Die Wirtschaft der Eurozone ist geschwächt, aber nicht so stark wie
unmittelbar nach dem Einmarsch Russlands in die Ukraine befürchtet. Eine
Energiekrise konnte bisher vermieden werden, da es den europäischen Ländern
weitestgehend gelungen ist, ihre Gasspeicher vor dem Winter zu füllen. In
Verbindung mit dem milden Winter hat dies dazu beigetragen, dass die
Großhandelspreise für Gas gegenüber ihren Höchstständen von 2022 deutlich
gesunken sind. Auch wenn dies ermutigend ist, bleibt die Abkehr Europas vom
russischen Gas bis 2023 und darüber hinaus eine große Herausforderung, so dass
es ein Fehler wäre anzunehmen, die Energiekrise sei vorbei. In vielerlei
Hinsicht fängt sie gerade erst an.
Die europäische Gasinfrastruktur ist darauf ausgelegt, Importe aus Russland
über Pipelines aufzunehmen, und es erfordert Zeit und Geld, dies umzustellen.

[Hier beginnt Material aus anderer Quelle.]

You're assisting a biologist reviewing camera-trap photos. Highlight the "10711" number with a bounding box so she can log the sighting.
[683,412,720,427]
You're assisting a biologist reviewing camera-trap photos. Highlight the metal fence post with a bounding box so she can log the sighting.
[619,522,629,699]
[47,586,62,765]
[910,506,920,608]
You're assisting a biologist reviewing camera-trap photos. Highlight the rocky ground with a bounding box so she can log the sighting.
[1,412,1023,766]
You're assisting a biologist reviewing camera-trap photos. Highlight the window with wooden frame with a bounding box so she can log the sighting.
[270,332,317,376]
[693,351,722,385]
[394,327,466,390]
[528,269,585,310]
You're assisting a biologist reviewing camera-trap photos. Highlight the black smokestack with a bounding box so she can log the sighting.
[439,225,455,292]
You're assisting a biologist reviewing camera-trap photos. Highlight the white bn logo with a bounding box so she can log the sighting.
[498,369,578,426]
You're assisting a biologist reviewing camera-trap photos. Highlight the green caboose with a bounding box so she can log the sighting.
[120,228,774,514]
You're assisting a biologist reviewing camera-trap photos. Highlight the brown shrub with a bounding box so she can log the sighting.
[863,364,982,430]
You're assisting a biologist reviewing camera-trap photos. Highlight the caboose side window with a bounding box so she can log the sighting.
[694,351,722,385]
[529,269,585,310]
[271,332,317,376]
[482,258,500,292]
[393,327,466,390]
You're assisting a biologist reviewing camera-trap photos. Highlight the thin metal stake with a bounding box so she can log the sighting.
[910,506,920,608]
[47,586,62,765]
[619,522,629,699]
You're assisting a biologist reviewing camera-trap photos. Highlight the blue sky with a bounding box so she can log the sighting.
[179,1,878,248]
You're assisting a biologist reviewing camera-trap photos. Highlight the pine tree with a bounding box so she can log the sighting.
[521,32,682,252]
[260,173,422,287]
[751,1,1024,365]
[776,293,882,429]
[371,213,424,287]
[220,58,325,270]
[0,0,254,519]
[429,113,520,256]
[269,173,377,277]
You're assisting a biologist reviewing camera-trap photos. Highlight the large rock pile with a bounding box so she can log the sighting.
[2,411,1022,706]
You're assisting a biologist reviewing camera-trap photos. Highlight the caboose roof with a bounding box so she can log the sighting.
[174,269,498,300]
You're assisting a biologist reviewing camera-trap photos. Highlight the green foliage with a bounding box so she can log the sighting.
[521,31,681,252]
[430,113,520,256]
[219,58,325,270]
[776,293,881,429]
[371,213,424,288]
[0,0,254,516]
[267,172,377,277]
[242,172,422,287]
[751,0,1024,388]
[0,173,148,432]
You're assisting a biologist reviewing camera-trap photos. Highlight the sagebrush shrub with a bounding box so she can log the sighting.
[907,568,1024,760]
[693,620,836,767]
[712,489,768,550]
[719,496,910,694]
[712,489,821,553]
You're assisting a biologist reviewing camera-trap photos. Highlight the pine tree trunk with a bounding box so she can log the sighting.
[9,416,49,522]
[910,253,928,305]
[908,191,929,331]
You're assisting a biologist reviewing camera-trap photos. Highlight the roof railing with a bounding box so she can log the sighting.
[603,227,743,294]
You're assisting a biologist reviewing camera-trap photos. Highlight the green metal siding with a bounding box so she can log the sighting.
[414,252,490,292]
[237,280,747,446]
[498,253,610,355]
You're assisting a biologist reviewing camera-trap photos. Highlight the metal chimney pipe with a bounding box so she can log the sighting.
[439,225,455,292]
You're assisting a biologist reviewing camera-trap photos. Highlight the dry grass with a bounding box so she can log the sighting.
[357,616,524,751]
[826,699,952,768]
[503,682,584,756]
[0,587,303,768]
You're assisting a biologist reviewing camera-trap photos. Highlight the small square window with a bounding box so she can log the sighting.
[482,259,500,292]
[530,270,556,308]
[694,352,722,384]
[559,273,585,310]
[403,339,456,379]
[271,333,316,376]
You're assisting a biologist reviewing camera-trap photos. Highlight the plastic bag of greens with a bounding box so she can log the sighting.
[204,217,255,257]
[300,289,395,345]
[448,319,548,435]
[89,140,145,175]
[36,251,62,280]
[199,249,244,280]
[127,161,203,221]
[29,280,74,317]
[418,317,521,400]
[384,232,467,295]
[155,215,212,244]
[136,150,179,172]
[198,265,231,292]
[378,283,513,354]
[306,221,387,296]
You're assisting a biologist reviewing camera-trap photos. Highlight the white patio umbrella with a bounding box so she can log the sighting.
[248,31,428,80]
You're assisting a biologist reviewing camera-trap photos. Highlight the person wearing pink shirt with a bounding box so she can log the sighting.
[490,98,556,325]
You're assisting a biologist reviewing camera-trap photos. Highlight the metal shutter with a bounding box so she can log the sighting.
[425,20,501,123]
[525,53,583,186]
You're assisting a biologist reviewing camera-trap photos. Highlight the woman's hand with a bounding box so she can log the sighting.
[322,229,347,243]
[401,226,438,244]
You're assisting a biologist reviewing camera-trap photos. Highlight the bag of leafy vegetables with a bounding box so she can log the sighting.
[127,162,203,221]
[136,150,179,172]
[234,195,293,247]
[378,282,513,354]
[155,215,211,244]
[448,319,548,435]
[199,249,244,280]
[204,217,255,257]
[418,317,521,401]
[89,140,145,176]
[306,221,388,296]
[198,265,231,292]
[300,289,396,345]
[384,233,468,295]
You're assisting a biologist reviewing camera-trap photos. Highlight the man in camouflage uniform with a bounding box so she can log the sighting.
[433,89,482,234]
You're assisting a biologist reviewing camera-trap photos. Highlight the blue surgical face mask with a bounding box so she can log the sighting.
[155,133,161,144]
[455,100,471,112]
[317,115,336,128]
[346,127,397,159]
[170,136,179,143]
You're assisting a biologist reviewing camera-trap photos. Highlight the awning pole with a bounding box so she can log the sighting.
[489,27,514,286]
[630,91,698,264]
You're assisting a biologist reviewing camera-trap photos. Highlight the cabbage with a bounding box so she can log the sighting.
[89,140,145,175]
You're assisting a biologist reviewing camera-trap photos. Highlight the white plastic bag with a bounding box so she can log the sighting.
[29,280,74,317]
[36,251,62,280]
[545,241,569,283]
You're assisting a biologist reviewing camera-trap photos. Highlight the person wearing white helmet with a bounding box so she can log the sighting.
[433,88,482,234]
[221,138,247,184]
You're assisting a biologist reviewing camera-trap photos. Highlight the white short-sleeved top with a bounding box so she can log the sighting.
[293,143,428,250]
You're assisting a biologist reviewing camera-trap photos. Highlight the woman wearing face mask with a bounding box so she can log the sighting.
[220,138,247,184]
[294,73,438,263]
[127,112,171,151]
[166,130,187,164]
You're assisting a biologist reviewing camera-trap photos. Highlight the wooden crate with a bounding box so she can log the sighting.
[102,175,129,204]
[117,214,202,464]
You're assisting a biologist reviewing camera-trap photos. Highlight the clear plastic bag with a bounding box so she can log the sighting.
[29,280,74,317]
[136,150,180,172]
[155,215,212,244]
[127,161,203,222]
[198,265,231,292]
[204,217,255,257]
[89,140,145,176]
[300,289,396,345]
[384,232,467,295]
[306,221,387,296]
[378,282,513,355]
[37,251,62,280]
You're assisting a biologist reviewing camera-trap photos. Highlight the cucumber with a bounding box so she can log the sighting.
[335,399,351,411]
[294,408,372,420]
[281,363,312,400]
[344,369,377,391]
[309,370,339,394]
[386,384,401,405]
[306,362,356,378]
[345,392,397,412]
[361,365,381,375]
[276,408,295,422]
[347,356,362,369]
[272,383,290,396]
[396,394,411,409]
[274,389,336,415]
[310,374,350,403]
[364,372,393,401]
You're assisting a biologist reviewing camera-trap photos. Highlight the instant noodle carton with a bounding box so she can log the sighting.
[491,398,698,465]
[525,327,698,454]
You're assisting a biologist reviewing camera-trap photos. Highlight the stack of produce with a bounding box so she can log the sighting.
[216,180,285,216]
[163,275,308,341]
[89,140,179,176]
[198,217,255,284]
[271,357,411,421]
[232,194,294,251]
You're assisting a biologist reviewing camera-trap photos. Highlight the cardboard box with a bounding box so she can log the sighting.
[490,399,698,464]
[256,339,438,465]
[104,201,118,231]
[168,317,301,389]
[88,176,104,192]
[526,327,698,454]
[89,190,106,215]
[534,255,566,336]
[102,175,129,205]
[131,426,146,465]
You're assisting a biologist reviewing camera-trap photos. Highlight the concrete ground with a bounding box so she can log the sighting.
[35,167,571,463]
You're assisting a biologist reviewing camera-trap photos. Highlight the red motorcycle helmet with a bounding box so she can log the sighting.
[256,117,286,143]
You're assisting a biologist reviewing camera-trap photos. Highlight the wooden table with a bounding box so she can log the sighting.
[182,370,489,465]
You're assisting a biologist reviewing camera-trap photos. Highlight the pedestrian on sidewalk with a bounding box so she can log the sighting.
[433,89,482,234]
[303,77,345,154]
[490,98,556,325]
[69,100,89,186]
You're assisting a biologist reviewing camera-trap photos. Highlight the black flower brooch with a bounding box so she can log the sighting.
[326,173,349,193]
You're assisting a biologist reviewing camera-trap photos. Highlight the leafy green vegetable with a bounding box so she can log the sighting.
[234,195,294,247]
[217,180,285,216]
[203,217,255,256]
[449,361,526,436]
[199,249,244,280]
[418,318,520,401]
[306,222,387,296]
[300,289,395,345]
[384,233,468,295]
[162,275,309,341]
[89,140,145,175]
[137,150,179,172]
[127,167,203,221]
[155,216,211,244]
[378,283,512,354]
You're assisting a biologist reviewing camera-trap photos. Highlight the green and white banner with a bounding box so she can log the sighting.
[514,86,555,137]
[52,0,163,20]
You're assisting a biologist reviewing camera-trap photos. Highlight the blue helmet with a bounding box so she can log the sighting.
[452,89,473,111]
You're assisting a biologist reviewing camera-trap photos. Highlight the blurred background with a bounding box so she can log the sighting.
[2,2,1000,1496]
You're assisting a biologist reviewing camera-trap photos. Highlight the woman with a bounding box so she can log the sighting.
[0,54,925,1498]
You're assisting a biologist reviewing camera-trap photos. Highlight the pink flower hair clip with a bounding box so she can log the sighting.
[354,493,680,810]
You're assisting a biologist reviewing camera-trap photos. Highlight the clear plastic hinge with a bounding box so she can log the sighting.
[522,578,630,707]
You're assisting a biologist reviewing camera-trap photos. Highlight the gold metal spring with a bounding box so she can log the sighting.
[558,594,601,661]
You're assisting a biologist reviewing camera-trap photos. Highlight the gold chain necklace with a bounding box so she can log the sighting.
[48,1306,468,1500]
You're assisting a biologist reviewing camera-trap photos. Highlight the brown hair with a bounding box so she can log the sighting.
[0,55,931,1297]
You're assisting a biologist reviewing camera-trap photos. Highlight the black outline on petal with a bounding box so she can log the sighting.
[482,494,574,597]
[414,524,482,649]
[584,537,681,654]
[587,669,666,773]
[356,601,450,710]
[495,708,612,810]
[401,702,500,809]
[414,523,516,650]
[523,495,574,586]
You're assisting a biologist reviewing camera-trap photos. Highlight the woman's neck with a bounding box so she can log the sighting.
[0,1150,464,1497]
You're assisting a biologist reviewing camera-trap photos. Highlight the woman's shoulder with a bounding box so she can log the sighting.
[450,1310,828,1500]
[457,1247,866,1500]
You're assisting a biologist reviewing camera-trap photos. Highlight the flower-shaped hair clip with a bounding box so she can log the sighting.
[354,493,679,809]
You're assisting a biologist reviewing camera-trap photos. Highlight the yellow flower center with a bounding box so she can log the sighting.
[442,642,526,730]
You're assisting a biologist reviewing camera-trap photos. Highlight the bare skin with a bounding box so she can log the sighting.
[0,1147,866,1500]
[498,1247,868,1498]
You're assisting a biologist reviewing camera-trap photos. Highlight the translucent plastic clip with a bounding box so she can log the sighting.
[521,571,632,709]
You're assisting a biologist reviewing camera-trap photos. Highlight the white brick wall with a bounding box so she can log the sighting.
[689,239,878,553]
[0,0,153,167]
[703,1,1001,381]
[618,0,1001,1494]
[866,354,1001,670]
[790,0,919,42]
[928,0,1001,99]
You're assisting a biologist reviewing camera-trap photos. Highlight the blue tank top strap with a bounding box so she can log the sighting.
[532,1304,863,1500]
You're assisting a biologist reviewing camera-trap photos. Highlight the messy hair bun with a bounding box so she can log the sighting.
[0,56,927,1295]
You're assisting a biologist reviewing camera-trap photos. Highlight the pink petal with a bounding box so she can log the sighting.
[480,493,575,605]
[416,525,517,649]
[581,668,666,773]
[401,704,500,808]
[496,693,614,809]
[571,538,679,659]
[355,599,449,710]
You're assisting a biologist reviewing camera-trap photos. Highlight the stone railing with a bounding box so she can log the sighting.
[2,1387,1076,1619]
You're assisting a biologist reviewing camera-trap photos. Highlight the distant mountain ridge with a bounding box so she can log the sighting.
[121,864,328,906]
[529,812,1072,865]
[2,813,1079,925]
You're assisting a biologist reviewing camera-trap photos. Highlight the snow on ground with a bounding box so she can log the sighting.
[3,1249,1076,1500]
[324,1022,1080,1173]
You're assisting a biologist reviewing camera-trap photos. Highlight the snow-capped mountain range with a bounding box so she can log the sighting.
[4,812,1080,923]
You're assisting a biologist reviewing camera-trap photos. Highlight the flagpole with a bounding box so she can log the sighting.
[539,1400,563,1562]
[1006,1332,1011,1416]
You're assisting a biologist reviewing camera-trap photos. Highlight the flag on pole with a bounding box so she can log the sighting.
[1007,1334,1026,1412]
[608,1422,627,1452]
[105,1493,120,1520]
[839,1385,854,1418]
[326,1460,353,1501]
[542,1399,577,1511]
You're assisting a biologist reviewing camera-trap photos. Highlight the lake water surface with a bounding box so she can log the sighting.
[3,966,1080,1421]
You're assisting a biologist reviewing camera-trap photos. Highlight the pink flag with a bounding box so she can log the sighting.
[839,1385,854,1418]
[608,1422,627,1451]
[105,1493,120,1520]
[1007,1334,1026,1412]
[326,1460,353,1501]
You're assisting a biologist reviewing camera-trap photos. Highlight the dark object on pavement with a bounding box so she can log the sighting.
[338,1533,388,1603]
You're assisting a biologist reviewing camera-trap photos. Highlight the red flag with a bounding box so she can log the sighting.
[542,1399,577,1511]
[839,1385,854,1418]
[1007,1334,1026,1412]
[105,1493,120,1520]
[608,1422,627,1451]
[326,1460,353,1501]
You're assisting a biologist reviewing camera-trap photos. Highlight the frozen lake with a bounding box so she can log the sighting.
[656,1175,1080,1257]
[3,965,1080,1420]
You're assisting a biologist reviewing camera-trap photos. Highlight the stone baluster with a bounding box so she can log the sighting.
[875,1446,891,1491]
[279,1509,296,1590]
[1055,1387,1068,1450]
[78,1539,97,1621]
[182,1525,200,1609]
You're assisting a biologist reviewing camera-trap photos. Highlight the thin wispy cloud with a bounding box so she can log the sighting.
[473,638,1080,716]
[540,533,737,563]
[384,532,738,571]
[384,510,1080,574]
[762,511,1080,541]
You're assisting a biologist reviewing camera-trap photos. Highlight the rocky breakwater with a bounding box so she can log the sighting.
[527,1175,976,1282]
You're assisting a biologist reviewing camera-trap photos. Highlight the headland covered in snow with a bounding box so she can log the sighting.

Die Einfuhr von verflüssigtem Erdgas (LNG) aus den USA und Katar bietet eine
potenzielle Alternative, aber es ist unwahrscheinlich, dass das Angebot
ausreicht, um den europäischen Bedarf über einen kurzen Zeitraum hinaus zu
decken. Zudem gibt es in Europa nur begrenzte Kapazitäten für die Verarbeitung
von LNG-Importen und obwohl der Bau neuer Verarbeitungsinfrastrukturen
geplant ist, wird es wahrscheinlich mehrere Jahre dauern, bis diese
fertiggestellt sind. Langfristig werden erneuerbare Energieträger die
russischen Importe als Hauptlieferanten für den europäischen Energiebedarf
ablösen, aber es wird viele Jahre dauern, bis die dafür erforderliche Infrastruktur
aufgebaut ist. Vor diesem Hintergrund sind wir der Ansicht, dass die
europäischen Länder wahrscheinlich weiterhin vor der Herausforderung stehen
werden, genügend fossile Brennstoffe zu erhalten, um die Nachfrage im Winter
2023 bis 2024 und darüber hinaus zu decken. Dies könnte zu höheren Preisen
führen, was die Regierungen wahrscheinlich dazu zwingen wird, die
Energierechnungen weiterhin zu subventionieren. Wir sind der Meinung, dass dies
das Wachstum belasten und den Euroraum möglicherweise noch in diesem
Jahr in eine Rezession stürzen könnte, zumal die Europäische Zentralbank
voraussichtlich bald mit der quantitativen Straffung beginnen wird.